SUPER BOWL - the game, not halftime
- markliston
- Feb 4, 2020
- 2 min read
I must be getting old. Wait, by looking at the birthdate on my driver’s license I see that, apparently, I must be really close to that age. I get discounts on dinners at restaurants, plane tickets, movie theater tix, hotels. Yup, that 65 thing is really good in many ways – except when sitting on the floor and trying to get up without help!
Watching the Super Bowl this past weekend proved I am getting older more than ever. Especially halftime. I want to watch entertainers actually entertain. What I don’t want to watch is what I saw Sunday night. I choose not to go to strip clubs and I don’t want to watch one at halftime of the biggest game of the year.
The two alleged entertainers Sunday night are in the 40s and 50s. Not 19 and not taking dollar bills in their garter.

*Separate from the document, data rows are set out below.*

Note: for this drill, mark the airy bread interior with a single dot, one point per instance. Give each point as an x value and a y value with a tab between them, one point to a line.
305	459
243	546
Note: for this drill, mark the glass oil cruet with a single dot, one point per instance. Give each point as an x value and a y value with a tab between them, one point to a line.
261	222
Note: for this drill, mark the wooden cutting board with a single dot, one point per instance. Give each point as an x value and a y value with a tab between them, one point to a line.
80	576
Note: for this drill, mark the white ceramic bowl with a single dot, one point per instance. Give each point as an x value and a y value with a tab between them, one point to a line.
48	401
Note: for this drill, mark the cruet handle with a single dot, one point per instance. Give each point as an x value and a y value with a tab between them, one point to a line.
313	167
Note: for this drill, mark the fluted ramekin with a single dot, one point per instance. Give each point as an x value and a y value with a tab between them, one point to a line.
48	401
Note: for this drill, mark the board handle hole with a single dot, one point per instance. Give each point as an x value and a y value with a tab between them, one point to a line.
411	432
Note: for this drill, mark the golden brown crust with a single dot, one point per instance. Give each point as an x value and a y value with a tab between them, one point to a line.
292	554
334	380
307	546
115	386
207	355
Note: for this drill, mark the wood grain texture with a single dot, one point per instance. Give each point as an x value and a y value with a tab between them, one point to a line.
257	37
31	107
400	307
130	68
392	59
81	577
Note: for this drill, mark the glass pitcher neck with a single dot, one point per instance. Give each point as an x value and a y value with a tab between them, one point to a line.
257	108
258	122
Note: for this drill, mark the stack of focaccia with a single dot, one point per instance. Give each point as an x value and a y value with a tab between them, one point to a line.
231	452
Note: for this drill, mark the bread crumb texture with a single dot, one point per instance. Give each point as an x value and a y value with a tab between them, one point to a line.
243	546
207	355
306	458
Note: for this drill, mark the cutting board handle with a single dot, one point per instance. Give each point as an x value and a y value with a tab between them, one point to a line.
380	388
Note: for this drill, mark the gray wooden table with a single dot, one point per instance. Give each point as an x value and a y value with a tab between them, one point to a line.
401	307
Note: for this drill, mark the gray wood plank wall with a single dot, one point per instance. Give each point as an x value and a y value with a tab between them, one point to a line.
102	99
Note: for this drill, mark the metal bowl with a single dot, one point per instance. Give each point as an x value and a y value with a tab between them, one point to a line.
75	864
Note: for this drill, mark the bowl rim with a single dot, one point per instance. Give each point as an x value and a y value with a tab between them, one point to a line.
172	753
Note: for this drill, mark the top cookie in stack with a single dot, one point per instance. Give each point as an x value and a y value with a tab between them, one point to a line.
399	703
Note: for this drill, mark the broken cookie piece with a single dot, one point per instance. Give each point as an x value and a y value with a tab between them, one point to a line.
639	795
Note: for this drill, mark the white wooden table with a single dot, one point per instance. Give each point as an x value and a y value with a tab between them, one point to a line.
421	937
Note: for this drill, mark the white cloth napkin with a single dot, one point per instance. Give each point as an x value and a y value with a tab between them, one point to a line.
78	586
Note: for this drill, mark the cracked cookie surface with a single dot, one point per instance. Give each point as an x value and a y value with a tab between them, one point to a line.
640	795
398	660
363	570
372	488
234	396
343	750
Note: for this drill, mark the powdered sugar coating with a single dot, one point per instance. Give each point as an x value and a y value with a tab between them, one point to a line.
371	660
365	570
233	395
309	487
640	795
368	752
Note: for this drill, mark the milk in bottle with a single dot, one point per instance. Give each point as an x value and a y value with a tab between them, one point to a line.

The cheapest tickets to the game were about $5,000, with the most expensive tickets at $30,000. (My first house was $17,750 – and that included a garage and a couple, private bathrooms!) A lot of people spent a lot of the savings just to attend the game. I would hope they expect a great game and actual entertainment.
My point is that there are certain things I want to see at a game. On the google machine is a list of the Top 10 halftime performances includes: Justin Timberlake – with the University of Minnesota Marching Band, Rolling Stones, Springsteen and the E Street Band, Lady Gaga, Bruno Mars and Prince. Lady Gaga put these two performers Sunday night to shame. They should have watched her show and tried to emulate her. https://www.youtube.com/watch?list=RDmjrdywp5nyE&v=mjrdywp5nyE
The other thing about getting older is one becomes more sentimental.
I always liked Andy Reid. Probably because he was one of the Packers’ coaches. I remembered reading about his sons when he was coaching the Eagles. Son, Britt, pointed a gun at another driver following a dispute in 2007.
The same day his other son, Garrett, ran a red light and hit another car. In his car was heroin and syringes.
Both were sent to prison and the judge said, “This is a family in crisis”. I have two sons. I can’t imagine, as a father, this happening and watching my two sons going to jail at the same time.
Five years later Garrett died of a heroin overdose.
What I didn’t know is that Britt cleaned up his act over the years and is now one of the Kansas City coaches. Isn’t that cool?!?!!
There was Andy, Sunday night, celebrating what he worked so hard for over 30 years to accomplish. There was his son, Britt, with him. Of course, I had tears. What a great event for a man and a dad who has worked so hard over the years. How wonderful to share it with his son as they were coaching together.
Sunday night was a great event . . . that had nothing to do with halftime.